So last week DeLay organized four separate conference calls on Wednesday with his lieutenants and dozens of one-on-one calls with other Republicans scattered across the country. In them, the 14-year House veteran sampled opinion and, not so subtly, made his case. "What am I supposed to do, crawl into a hole and not do my job?" he asked TIME. To those worried that the party would be flouting the will of the public by voting to impeach, DeLay gave assurances. The G.O.P. has paid its price at the ballot box, he said, and lost in part because disaffected conservative voters stayed home. Those same voters would interpret backing down from impeachment now as the ultimate capitulation. "The 35% that is our hard-core base wants the process to go forward," insists a G.O.P. leadership aide. "We can't substitute censure for impeachment. They'd kill us."

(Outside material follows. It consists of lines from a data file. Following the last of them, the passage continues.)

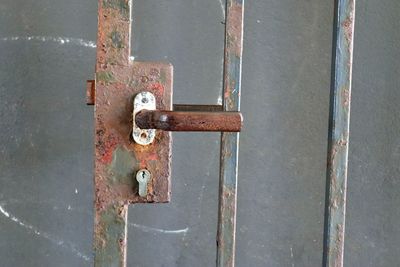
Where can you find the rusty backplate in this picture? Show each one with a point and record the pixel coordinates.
(118, 80)
(118, 157)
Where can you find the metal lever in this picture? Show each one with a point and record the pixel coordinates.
(189, 121)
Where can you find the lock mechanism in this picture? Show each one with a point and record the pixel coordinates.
(134, 118)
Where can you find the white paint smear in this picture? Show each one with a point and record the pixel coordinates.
(59, 40)
(51, 238)
(158, 230)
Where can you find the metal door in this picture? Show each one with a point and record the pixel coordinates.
(46, 196)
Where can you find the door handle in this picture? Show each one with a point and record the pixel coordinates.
(185, 121)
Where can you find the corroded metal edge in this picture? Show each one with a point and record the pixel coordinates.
(230, 141)
(338, 143)
(117, 157)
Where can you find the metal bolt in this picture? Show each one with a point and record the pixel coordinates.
(143, 176)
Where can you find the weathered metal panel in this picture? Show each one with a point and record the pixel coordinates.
(117, 157)
(339, 134)
(230, 141)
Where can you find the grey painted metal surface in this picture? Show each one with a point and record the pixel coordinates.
(46, 134)
(229, 154)
(373, 197)
(338, 140)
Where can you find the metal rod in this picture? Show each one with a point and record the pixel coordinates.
(183, 107)
(338, 143)
(189, 121)
(230, 141)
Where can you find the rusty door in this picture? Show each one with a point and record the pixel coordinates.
(291, 147)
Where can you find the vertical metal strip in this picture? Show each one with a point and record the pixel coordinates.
(230, 141)
(113, 49)
(339, 134)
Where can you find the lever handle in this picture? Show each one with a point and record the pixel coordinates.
(189, 121)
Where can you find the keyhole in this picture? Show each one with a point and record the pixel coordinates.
(143, 177)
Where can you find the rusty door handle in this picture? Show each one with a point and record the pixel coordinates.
(189, 121)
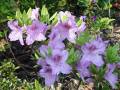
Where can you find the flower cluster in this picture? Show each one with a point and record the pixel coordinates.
(92, 54)
(35, 32)
(54, 55)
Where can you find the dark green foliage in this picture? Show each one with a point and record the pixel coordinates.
(112, 55)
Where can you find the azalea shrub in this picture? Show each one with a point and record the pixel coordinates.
(63, 44)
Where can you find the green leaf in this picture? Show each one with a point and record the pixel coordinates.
(112, 55)
(29, 12)
(83, 38)
(53, 16)
(37, 85)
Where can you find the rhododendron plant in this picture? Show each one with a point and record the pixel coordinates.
(67, 44)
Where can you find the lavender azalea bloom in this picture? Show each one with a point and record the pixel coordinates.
(47, 73)
(35, 14)
(58, 62)
(36, 32)
(82, 27)
(16, 33)
(44, 50)
(118, 65)
(93, 58)
(66, 30)
(110, 77)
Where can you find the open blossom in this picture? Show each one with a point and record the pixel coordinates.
(16, 33)
(110, 76)
(58, 62)
(93, 58)
(47, 73)
(82, 26)
(35, 32)
(35, 14)
(66, 28)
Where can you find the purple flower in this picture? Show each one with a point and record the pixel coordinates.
(118, 65)
(66, 30)
(16, 33)
(35, 14)
(95, 47)
(66, 27)
(58, 62)
(110, 77)
(35, 32)
(93, 58)
(44, 50)
(47, 73)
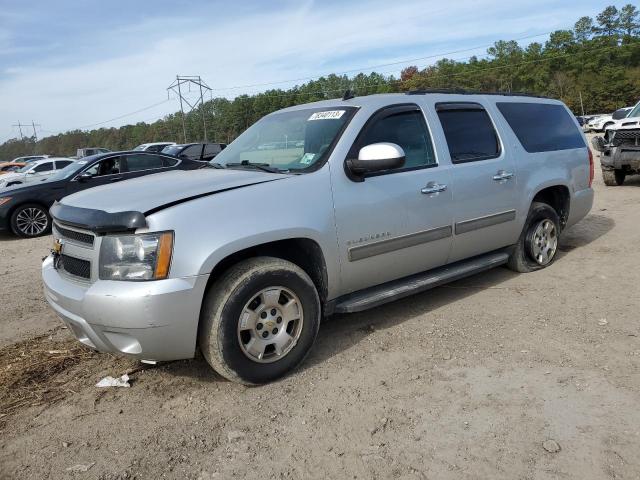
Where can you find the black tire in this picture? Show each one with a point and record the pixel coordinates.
(219, 335)
(522, 258)
(613, 178)
(37, 229)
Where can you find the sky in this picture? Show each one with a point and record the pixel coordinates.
(93, 63)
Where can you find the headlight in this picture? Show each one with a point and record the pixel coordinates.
(146, 256)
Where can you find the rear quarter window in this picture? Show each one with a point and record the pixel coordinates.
(542, 127)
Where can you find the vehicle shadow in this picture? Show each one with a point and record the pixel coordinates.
(590, 228)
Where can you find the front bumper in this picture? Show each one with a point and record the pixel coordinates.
(156, 320)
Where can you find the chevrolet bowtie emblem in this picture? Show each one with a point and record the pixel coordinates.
(57, 247)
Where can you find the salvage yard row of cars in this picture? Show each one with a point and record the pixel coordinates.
(27, 193)
(331, 207)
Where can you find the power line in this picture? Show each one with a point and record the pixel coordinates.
(374, 67)
(122, 116)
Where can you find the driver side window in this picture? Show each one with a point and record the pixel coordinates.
(44, 167)
(408, 130)
(108, 166)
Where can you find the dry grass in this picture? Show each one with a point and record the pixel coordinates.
(31, 371)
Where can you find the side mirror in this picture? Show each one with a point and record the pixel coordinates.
(376, 158)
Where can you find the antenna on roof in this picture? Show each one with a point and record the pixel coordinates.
(348, 94)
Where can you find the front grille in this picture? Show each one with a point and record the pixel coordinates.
(629, 138)
(75, 266)
(80, 237)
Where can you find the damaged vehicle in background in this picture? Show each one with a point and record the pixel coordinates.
(203, 152)
(25, 209)
(620, 149)
(331, 207)
(34, 171)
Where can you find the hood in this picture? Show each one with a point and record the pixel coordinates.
(626, 124)
(154, 192)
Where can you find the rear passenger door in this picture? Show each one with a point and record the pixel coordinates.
(139, 164)
(396, 222)
(483, 178)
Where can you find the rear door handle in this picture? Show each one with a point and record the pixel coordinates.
(433, 187)
(502, 175)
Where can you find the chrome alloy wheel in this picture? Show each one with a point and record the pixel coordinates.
(270, 324)
(32, 221)
(544, 242)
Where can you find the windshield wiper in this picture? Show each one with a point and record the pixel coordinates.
(265, 167)
(214, 165)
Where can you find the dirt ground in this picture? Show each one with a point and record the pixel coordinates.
(466, 381)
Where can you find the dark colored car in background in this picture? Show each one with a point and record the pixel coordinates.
(25, 209)
(202, 152)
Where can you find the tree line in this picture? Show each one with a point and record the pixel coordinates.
(593, 68)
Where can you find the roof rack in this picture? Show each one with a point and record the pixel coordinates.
(460, 91)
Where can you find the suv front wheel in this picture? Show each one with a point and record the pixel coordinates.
(30, 220)
(259, 320)
(538, 243)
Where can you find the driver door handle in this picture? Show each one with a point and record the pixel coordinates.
(502, 175)
(433, 187)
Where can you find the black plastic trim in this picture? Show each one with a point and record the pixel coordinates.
(97, 221)
(206, 194)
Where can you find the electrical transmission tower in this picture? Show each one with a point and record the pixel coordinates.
(33, 124)
(178, 87)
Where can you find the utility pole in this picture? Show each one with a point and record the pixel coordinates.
(19, 125)
(176, 87)
(34, 125)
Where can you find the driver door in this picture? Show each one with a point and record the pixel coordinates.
(393, 224)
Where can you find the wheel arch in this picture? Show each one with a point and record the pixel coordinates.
(558, 196)
(302, 251)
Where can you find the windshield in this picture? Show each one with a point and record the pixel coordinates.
(172, 149)
(67, 171)
(26, 168)
(288, 141)
(635, 112)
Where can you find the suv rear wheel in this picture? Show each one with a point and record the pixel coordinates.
(259, 320)
(538, 243)
(30, 220)
(613, 178)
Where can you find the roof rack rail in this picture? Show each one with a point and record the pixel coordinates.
(460, 91)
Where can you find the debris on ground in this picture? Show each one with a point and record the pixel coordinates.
(551, 446)
(29, 366)
(122, 381)
(81, 467)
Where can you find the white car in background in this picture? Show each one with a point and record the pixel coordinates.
(155, 147)
(34, 171)
(600, 123)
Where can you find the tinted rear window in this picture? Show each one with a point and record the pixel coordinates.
(469, 132)
(542, 127)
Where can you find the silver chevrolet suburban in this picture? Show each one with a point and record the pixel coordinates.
(330, 207)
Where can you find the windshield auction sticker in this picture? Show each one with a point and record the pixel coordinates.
(328, 115)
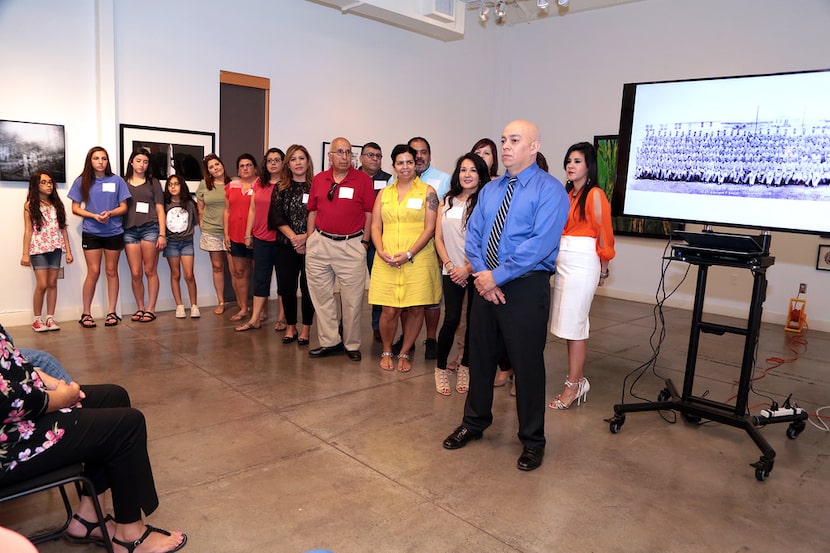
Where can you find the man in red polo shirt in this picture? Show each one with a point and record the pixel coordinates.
(339, 220)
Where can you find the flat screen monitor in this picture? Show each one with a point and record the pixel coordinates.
(749, 151)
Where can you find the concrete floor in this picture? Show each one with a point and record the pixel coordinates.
(255, 447)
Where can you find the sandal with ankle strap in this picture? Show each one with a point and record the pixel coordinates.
(88, 537)
(87, 321)
(131, 546)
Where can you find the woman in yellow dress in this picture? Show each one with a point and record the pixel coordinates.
(405, 275)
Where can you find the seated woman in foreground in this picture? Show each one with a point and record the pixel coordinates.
(44, 428)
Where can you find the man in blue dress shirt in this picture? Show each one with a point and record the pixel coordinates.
(510, 311)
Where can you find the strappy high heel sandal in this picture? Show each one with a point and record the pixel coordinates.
(582, 386)
(442, 381)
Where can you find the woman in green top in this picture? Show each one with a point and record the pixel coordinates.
(210, 199)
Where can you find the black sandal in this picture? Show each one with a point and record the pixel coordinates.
(87, 321)
(130, 546)
(148, 317)
(88, 537)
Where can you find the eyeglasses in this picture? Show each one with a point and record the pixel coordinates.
(331, 192)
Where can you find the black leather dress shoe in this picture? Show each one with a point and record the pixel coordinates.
(531, 458)
(325, 351)
(460, 437)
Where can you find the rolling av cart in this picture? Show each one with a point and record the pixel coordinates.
(720, 250)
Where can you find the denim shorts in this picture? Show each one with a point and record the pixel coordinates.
(148, 232)
(239, 249)
(49, 260)
(179, 248)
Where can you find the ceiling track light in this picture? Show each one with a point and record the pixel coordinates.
(500, 10)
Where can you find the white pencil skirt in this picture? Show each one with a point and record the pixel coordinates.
(576, 279)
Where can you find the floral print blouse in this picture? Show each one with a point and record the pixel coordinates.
(50, 237)
(23, 399)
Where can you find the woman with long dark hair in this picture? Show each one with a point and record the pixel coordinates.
(586, 247)
(289, 216)
(100, 197)
(44, 240)
(210, 199)
(145, 235)
(471, 173)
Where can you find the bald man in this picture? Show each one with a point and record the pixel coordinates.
(340, 206)
(510, 310)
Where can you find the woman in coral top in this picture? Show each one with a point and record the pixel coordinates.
(586, 247)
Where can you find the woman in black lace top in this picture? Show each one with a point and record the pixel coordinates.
(289, 216)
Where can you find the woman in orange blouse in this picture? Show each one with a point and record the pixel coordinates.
(586, 247)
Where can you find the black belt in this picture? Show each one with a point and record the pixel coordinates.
(340, 237)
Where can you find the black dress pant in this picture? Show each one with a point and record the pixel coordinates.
(453, 303)
(519, 328)
(292, 267)
(110, 438)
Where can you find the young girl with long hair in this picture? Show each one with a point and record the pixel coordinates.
(100, 197)
(144, 233)
(471, 173)
(44, 239)
(181, 219)
(210, 199)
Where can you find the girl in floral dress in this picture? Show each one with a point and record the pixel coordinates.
(44, 240)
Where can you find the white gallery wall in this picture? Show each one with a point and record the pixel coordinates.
(91, 65)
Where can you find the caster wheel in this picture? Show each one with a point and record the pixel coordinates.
(795, 429)
(616, 423)
(762, 469)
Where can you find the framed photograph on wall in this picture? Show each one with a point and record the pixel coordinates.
(823, 257)
(324, 162)
(28, 147)
(606, 147)
(170, 150)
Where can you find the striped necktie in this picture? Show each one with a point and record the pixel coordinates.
(498, 226)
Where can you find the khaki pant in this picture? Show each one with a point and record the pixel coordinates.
(343, 262)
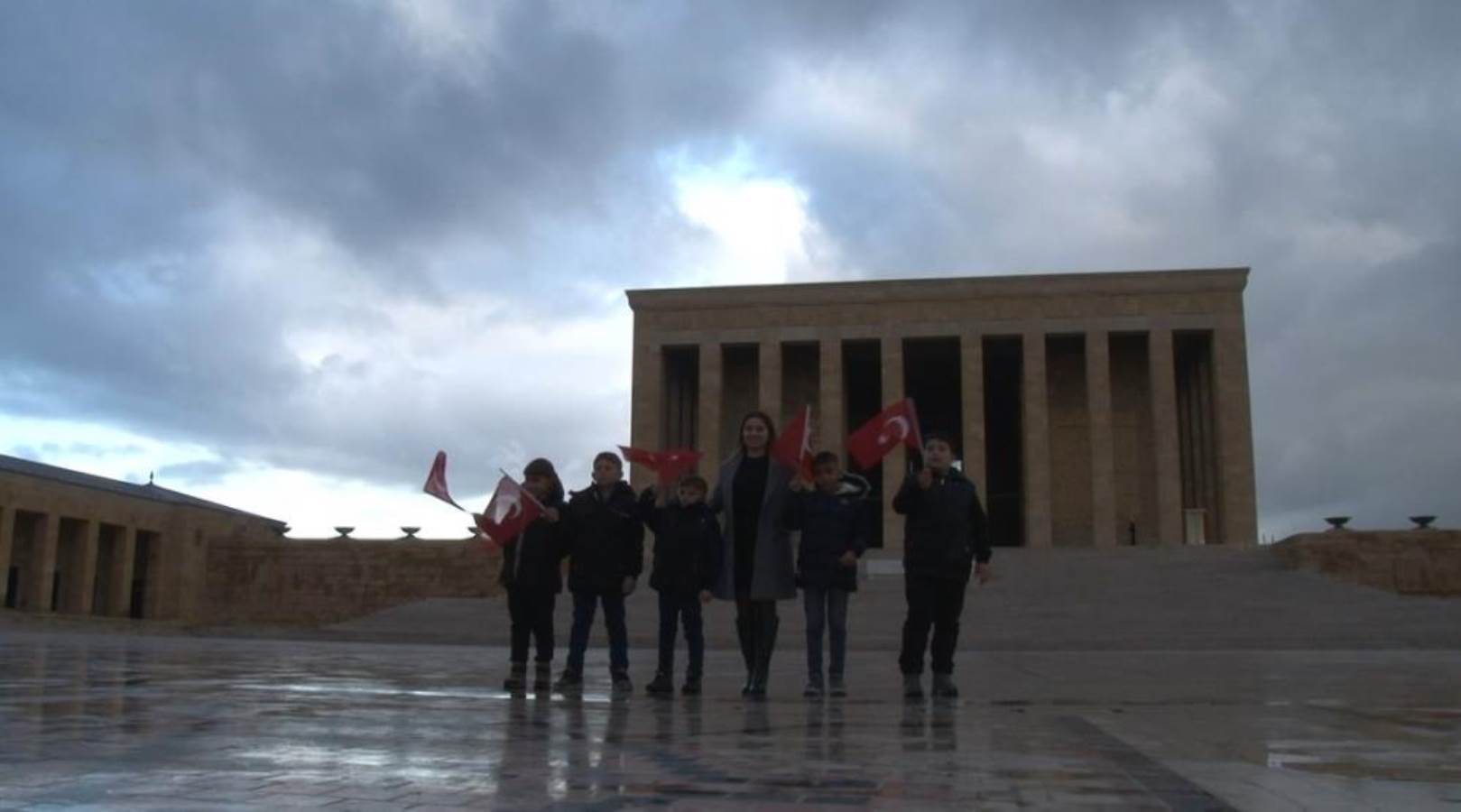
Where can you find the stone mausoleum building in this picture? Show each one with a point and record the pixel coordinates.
(1092, 410)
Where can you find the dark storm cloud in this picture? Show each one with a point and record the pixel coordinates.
(224, 224)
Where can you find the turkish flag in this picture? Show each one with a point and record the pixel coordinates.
(893, 427)
(793, 446)
(437, 481)
(507, 512)
(668, 465)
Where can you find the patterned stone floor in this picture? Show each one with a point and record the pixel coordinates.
(195, 724)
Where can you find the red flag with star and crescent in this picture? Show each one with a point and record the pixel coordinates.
(507, 512)
(668, 465)
(437, 481)
(793, 446)
(893, 427)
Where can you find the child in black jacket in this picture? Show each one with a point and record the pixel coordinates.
(606, 555)
(832, 514)
(532, 576)
(687, 563)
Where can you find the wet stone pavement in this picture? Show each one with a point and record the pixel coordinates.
(199, 724)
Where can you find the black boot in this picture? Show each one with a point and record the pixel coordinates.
(764, 647)
(745, 632)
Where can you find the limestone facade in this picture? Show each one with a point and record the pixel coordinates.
(1092, 410)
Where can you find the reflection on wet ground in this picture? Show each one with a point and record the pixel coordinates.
(172, 724)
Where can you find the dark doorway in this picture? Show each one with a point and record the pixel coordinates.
(931, 377)
(863, 383)
(681, 396)
(1004, 440)
(141, 564)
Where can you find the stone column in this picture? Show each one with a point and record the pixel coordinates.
(6, 547)
(42, 561)
(84, 582)
(707, 408)
(1104, 462)
(1036, 417)
(646, 401)
(894, 465)
(122, 564)
(972, 394)
(832, 413)
(1238, 524)
(769, 379)
(1168, 462)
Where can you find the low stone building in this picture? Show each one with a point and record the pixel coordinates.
(87, 545)
(1092, 410)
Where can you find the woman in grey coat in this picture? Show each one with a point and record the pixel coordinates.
(759, 568)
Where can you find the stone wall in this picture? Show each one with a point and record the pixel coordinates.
(329, 580)
(1401, 561)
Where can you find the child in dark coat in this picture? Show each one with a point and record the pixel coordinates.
(832, 514)
(606, 555)
(532, 576)
(687, 564)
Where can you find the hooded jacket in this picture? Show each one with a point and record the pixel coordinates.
(944, 528)
(832, 526)
(687, 545)
(606, 540)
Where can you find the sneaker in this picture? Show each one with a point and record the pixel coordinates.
(662, 685)
(569, 681)
(516, 678)
(944, 687)
(836, 687)
(912, 687)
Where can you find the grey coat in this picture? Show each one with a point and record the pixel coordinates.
(773, 574)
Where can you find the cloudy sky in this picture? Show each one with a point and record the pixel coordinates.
(280, 253)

Besides, the DeLay camp says, a vote to impeach the President is the perfect inoculation for moderate Republicans under assault from conservatives in their districts. Assuming, as almost everyone in Washington does, that Clinton would survive a Senate trial, moderates who voted to impeach wouldn't have to worry about a backlash. "What DeLay's been saying is, 'This vote isn't going to hurt you; it will mean conservatives won't bother you anymore,'" says a source close to the Texan. For some moderates, that could be an important consideration. Marge Roukema, a New Jersey Republican known for her willingness to break with her more conservative colleagues, came close to losing her seat this year in a primary battle with a right-wing challenger. Last Tuesday she declared that she opposed censure--which she later called a "cop-out"--and was leaning toward impeachment. On Thursday, DeLay informed Livingston with near certainty that rumors that 15 to 20 Republicans are defecting to the anti-impeachment camp were "misinformation."